O relatório gerencial do VGIP11 referente a dezembro de 2025 apresenta um fundo operando próximo de sua capacidade máxima de investimento, encerrando o período com 99,1% do patrimônio líquido alocado em Certificados de Recebíveis Imobiliários, os CRIs. Isso representa um leve aumento na exposição em comparação ao mês de novembro, quando a alocação estava em 98,5%. O caixa do fundo, consequentemente, reduziu-se para menos de 1% do patrimônio, demonstrando uma gestão focada na eficiência de alocação de recursos. A base de cotistas apresentou uma ligeira oscilação para baixo, fechando com pouco mais de 84 mil investidores.
A movimentação da carteira foi ativa durante o mês. O VGIP11 adquiriu um total de 20,2 milhões de reais em operações, inserindo três novos ativos no portfólio: o CRI JL, com taxa de IPCA + 11,00%, o CRI Galleria Bank a IPCA + 9,00% e o CRI Canopus a IPCA + 9,00%. Houve também um aporte adicional no CRI Projetos Residenciais SP. Na ponta vendedora, a gestão alienou parte de sua posição no CRI General Shopping e recebeu amortizações que somaram 6,4 milhões de reais. É importante notar uma leve redução no cupom médio ponderado da carteira, que passou de 8,43% em novembro para 8,29% em dezembro, embora o Yield médio de mercado da carteira tenha subido ligeiramente para 10,48%.

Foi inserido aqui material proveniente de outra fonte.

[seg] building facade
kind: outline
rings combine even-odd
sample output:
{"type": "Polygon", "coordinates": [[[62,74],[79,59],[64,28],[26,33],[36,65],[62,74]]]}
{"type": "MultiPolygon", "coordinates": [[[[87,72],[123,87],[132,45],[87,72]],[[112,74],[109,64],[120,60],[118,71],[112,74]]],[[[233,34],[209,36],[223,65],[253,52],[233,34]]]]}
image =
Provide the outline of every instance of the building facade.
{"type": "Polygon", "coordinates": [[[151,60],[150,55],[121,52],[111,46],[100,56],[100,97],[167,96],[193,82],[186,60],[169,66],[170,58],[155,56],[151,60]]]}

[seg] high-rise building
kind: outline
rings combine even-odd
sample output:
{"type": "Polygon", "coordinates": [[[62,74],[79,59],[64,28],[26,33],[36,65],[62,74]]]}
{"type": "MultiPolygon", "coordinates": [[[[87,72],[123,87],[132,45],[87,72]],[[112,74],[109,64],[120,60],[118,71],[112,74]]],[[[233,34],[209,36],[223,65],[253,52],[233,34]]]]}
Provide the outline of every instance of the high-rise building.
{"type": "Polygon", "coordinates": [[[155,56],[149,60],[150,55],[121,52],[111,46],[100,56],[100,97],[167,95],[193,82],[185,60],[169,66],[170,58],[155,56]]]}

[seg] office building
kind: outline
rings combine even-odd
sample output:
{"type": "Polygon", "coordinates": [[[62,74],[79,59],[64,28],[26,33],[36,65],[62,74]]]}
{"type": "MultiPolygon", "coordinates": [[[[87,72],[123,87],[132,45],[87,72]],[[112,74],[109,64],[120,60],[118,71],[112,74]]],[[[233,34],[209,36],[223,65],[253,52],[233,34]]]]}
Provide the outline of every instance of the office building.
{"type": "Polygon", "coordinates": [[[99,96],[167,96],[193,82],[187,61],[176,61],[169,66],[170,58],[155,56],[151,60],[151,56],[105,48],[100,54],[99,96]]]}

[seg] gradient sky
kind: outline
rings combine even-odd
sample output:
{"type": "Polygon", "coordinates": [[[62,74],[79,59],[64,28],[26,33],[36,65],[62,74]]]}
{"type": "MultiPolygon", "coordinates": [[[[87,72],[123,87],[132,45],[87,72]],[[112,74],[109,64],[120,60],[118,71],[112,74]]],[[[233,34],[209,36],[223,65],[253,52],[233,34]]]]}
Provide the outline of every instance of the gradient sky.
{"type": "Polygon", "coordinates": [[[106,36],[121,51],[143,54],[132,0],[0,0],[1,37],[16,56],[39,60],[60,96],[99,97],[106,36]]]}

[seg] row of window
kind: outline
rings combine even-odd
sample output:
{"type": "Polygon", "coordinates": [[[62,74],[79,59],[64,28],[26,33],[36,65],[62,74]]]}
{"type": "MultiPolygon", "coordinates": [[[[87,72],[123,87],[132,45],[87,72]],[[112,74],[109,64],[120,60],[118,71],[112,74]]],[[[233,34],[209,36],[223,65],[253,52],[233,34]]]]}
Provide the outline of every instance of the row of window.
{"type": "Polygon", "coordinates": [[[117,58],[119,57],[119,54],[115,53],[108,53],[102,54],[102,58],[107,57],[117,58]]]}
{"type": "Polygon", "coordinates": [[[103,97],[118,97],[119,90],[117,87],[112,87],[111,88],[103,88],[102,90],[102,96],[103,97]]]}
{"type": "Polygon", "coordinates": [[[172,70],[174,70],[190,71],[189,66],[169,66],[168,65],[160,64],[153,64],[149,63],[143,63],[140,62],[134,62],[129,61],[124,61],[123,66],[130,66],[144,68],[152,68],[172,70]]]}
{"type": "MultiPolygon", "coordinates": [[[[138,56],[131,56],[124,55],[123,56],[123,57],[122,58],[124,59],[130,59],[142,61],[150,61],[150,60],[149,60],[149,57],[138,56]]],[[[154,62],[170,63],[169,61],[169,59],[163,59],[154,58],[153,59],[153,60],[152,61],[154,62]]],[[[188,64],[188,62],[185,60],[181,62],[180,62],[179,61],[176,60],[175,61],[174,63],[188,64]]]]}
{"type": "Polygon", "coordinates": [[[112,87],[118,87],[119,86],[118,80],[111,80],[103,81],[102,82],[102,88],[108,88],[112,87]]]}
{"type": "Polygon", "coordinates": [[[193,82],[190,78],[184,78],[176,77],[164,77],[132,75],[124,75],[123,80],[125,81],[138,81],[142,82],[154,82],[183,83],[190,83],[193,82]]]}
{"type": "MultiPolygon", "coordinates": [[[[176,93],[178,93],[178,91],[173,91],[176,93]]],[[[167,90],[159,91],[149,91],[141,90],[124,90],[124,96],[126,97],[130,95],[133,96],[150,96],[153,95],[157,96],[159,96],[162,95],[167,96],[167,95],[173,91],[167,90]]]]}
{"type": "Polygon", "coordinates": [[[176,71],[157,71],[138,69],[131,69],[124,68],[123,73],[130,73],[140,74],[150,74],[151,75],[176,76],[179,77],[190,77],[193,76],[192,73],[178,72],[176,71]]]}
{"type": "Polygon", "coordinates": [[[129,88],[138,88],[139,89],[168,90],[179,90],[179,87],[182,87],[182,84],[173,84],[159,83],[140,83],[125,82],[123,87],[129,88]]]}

Em relação aos rendimentos, houve uma redução no valor distribuído por cota. O fundo pagou 0,71 reais por cota referente a dezembro, uma queda em comparação aos 0,92 reais distribuídos no mês anterior. Essa variação reflete a normalidade das operações após um mês de novembro que havia sido beneficiado por eventos pontuais de recuperação de crédito e liquidação de ativos. O fundo consumiu parte de suas reservas de inflação acumulada, encerrando o mês com 0,10 reais por cota de ganho acumulado retido, valor inferior aos 0,18 reais registrados no relatório passado.
Um ponto de destaque significativo está nos eventos subsequentes ao fechamento do mês. Já no início de janeiro, a gestão executou uma reciclagem relevante da carteira, vendendo mais de 73 milhões de reais de um CRI com taxa de IPCA + 7,0% para reinvestir mais de 82 milhões de reais em três novos CRIs com taxa média de IPCA + 9,6%. Esse movimento sinaliza uma estratégia clara da gestão de girar o portfólio para elevar a taxa média de juros (o carrego) da carteira, buscando retornos nominais maiores para os cotistas nos próximos períodos.
A composição setorial da carteira sofreu pequenas alterações devido a essas movimentações, mantendo uma diversificação equilibrada. O segmento de Shoppings continua sendo a maior exposição, com cerca de 24,9%, seguido de perto pelo setor Residencial com 23,8%. Quanto à qualidade de crédito, a gestão informou que todos os CRIs permanecem adimplentes, mantendo a classificação da carteira como saudável. Não houve alterações nas garantias ou problemas operacionais reportados nos ativos atuais.